Иммуностимулирующие олигонуклеотиды могут иметь химерный остов, который имеет комбинации фосфодиэфирных и фосфоротиоатных связей. Для целей по настоящему изобретению, химерный остов относится к частично стабилизированному остову, где по меньшей мере одна межнуклеотидная связь является фосфодиэфирной или фосфодиэфир-подобной и где по меньшей мере одна другая межнуклеотидная связь представляет собой стабилизированную межнуклеотидную связь, где по меньшей мере одна фосфодиэфирная или фосфодиэфир-подобная связь и по меньшей мере одна стабилизированная связь являются различными. Когда фосфодиэфирная связь преимущественно расположена в пределах CpG-мотива, такие молекулы называют «полужесткими», как описано в WO 2007/026190.

Другие модифицированные олигонуклеотиды включают комбинации фосфодиэфирных, фосфоротиоатных, метилфосфонатных, метилфосфоротиоатных, фосфородитиоатных и/или п-этокси-связей.

ODN со смешанными модификациями остова можно синтезировать, как описано в WO 2007/026190.

Размер CpG олигонуклеотида (т.е., количество нуклеотидных остатков вдоль длины олигонуклеотида) также может вносить вклад в стимулирующую активность олигонуклеотида. Для облегчения поглощения клетками, CpG олигонуклеотид по изобретению предпочтительно имеет минимальную длину из 6 нуклеотидных остатков. Олигонуклеотиды любого размера, более чем 6 нуклеотидов (даже длиной множество т.п.о.), являются способными индуцировать иммунный ответ, если присутствует достаточное количество иммуностимулирующих мотивов, поскольку более крупные олигонуклеотиды деградируют внутри клеток. В конкретных вариантах осуществления, CpG олигонуклеотиды имеют длину от 6 до 100 нуклеотидов, предпочтительно, длину от 8 до 30 нуклеотидов.

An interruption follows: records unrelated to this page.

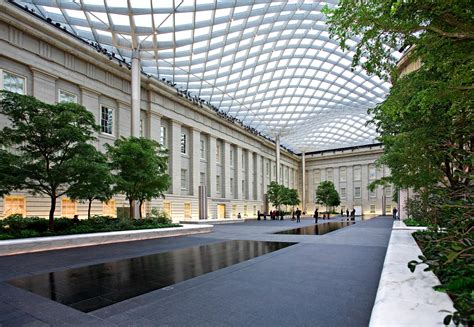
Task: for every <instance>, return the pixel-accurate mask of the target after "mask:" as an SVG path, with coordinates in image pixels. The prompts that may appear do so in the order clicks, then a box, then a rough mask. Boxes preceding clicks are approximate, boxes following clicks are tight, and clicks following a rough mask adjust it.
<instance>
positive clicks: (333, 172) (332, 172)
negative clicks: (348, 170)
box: [326, 168, 334, 182]
mask: <svg viewBox="0 0 474 327" xmlns="http://www.w3.org/2000/svg"><path fill="white" fill-rule="evenodd" d="M333 179H334V171H333V170H332V168H328V169H326V180H327V181H331V182H332V181H333Z"/></svg>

В важных вариантах осуществления, нуклеиновые кислоты и олигонуклеотиды по изобретению не являются плазмидами или экспрессирующими векторами.

В одном варианте осуществления, CpG олигонуклеотид, описанный в настоящем описании, содержит замены или модификации, например, в основаниях и/или сахарах, как описано в разделах 134-147 WO 2007/026190.

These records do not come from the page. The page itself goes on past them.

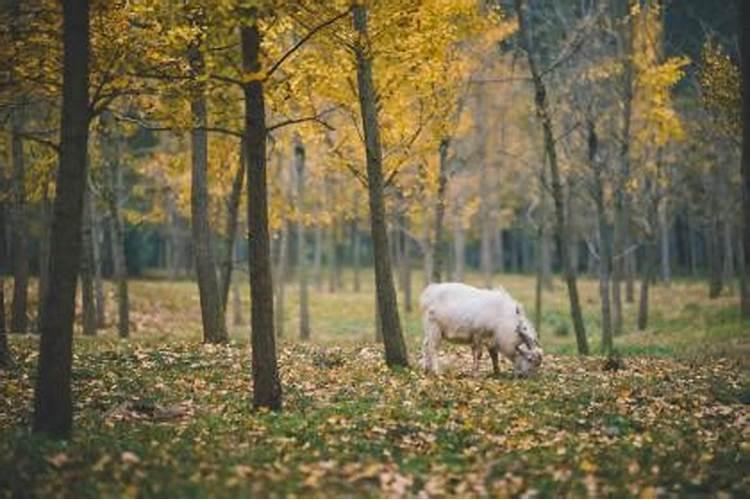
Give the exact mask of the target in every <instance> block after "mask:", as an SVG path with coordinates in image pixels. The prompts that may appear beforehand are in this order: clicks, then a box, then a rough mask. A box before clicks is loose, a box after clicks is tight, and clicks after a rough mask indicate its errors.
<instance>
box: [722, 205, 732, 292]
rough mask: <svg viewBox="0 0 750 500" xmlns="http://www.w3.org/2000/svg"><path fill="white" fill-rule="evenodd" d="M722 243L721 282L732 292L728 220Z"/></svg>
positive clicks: (731, 240) (731, 275)
mask: <svg viewBox="0 0 750 500" xmlns="http://www.w3.org/2000/svg"><path fill="white" fill-rule="evenodd" d="M722 236H723V238H722V241H723V243H724V252H723V253H724V259H723V260H724V262H723V268H722V274H723V275H724V278H723V281H724V283H726V284H727V287H728V288H729V290H730V292H733V290H734V286H733V282H734V275H735V270H734V239H733V238H732V225H731V224H730V223H729V219H727V220H726V221H725V222H724V231H723V235H722Z"/></svg>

В одном варианте осуществления, CpG олигонуклеотид по настоящему изобретению является химически модифицированным. Примеры химических модификаций известны специалисту в данной области и описаны, например, в Uhlmann et al. (1990) Chem. Rev. 90:543; S. Agrawal, Ed., Humana Press, Totowa, USA 1993; Crooke. et al. (1996) Annu. Rev. Pharmacol. Toxicol. 36:107-129; и Hunziker et al., (1995) Mod. Synth. Methods 7:331-417. Олигонуклеотид по изобретению может иметь одну или несколько модификации, где каждая модификация локализована в конкретном фосфодиэфирном межнуклеозидном мостике и/или в конкретном β-D-рибозном звене и/или в конкретном положении природного нуклеозидного основания, по сравнению с олигонуклеотидом такой же последовательности, которая составлена из природной ДНК или РНК.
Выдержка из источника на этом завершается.